The South Australian Government built an adjoining Community Recreation Centre at a cost of approximately 9 million dollars, and was completed in 1993. This centre included two individual stadiums (one with retractable grandstand seating), a gymnasium and a 500-seat performance theatre. Special flooring in the stadiums was made from a special rubber compound, designed to prevent sporting injuries. All three schools and the public share the Recreation and Arts Centre.

The local hockey field is also shared by the three schools.

The Dame Roma Mitchell Centre was built near the Administration Block of the School. This is a specialist arts centre with facilities for drama and dance.

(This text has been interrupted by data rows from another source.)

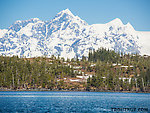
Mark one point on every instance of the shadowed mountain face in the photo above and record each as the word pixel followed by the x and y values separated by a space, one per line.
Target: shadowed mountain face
pixel 68 36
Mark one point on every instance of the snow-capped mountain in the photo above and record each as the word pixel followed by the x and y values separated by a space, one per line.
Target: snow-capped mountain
pixel 69 36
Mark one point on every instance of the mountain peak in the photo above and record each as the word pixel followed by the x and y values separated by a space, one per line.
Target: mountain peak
pixel 67 11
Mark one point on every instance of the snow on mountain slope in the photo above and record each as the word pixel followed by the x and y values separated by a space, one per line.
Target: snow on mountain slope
pixel 69 36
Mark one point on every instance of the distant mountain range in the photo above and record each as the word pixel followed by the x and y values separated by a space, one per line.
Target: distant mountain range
pixel 70 36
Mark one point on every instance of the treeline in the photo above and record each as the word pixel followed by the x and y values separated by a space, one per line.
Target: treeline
pixel 19 73
pixel 118 72
pixel 111 71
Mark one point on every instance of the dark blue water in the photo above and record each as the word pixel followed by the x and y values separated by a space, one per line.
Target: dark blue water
pixel 80 102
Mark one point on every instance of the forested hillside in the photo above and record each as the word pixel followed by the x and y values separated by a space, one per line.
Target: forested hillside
pixel 103 70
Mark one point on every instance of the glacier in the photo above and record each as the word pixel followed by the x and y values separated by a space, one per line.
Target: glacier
pixel 69 36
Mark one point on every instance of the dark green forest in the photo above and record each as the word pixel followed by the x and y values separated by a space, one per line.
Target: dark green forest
pixel 111 72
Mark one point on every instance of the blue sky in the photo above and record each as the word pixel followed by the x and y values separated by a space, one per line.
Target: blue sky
pixel 137 12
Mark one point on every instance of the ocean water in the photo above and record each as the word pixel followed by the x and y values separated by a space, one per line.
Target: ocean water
pixel 74 102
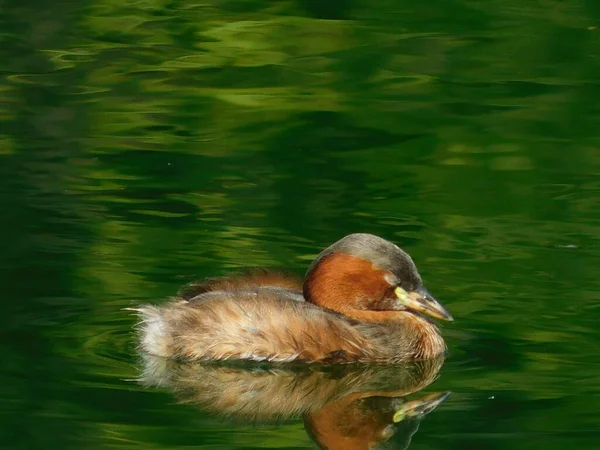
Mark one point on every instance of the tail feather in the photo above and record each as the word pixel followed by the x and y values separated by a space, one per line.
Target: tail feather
pixel 153 329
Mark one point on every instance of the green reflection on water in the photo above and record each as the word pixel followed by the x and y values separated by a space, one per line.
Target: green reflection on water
pixel 144 144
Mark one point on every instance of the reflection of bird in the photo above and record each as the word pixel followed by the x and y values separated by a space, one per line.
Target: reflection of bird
pixel 343 407
pixel 362 301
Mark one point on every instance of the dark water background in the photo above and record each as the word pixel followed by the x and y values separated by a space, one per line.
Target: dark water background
pixel 147 143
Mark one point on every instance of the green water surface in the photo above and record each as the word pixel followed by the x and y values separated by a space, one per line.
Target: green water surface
pixel 146 143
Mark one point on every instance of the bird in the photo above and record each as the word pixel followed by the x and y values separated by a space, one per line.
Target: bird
pixel 362 300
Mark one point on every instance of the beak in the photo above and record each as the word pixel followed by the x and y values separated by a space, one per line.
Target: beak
pixel 421 300
pixel 420 407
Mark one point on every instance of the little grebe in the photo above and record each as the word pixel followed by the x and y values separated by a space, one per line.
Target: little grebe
pixel 362 301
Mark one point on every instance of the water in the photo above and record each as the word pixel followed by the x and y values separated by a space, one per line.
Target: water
pixel 145 144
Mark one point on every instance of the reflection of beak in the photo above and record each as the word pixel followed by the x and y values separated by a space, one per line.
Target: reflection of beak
pixel 421 300
pixel 420 407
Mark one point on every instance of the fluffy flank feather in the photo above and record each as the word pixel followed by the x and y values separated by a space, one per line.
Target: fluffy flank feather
pixel 155 337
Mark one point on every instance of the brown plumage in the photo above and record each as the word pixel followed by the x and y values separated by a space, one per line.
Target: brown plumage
pixel 344 407
pixel 362 294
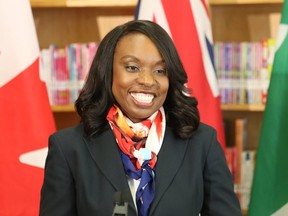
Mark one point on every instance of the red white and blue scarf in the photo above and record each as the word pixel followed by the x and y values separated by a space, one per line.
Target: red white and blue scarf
pixel 139 144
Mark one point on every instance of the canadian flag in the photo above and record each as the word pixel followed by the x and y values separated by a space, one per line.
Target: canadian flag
pixel 26 119
pixel 188 23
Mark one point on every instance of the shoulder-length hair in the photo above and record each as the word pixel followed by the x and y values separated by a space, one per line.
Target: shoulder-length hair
pixel 96 98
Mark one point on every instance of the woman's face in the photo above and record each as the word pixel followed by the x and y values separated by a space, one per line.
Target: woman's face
pixel 140 81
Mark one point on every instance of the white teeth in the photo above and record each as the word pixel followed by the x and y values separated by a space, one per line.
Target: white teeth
pixel 143 98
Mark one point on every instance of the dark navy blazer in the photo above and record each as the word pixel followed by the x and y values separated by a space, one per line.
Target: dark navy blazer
pixel 191 176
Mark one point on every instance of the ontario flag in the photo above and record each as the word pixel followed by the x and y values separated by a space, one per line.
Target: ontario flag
pixel 26 119
pixel 188 23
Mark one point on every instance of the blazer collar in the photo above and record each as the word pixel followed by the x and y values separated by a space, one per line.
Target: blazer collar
pixel 169 161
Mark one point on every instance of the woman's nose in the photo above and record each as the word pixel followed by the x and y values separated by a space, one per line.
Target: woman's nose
pixel 146 77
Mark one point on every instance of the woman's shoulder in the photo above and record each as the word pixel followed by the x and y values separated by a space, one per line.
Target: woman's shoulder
pixel 205 129
pixel 70 133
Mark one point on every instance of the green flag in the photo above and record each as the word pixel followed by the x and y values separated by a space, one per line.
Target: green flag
pixel 269 195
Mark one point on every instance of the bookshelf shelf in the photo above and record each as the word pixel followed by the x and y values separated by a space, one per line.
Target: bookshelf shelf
pixel 244 107
pixel 63 108
pixel 223 2
pixel 83 3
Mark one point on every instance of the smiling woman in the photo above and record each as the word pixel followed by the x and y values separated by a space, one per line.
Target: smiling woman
pixel 140 83
pixel 141 133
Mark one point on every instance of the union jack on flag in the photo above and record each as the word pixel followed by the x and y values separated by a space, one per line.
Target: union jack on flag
pixel 188 24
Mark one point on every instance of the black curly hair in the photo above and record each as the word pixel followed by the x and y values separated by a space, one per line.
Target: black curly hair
pixel 96 98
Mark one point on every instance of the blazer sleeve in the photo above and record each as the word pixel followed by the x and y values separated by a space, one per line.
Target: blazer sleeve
pixel 220 198
pixel 58 191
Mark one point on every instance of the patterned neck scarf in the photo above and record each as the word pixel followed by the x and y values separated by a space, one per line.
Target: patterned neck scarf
pixel 139 144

This has an upper level, which has a large lecture theatre used for assemblies and lessons for various subjects. This facility is also shared by the three schools.

==Libraries==

Golden Grove Library is located near the centre of the school. All students use Thiele Library (named after Colin Thiele), which is located in shared facilities.

==Notable alumni==
- Thomas Strain, footballer for Hednesford Town F.C. playing in the Conference North, on loan from Aston Villa F.C.
- Shane Edwards, AFL premiership player, Richmond FC
- Reece Mastin, English-born Australian singer and songwriter who won the third season of The X Factor Australia in 2011.
- Roberto DeRosa, Sports Journalist and special needs olympic soccer player. One of 60 people worldwide to suffer from a rare bone disability in his hips.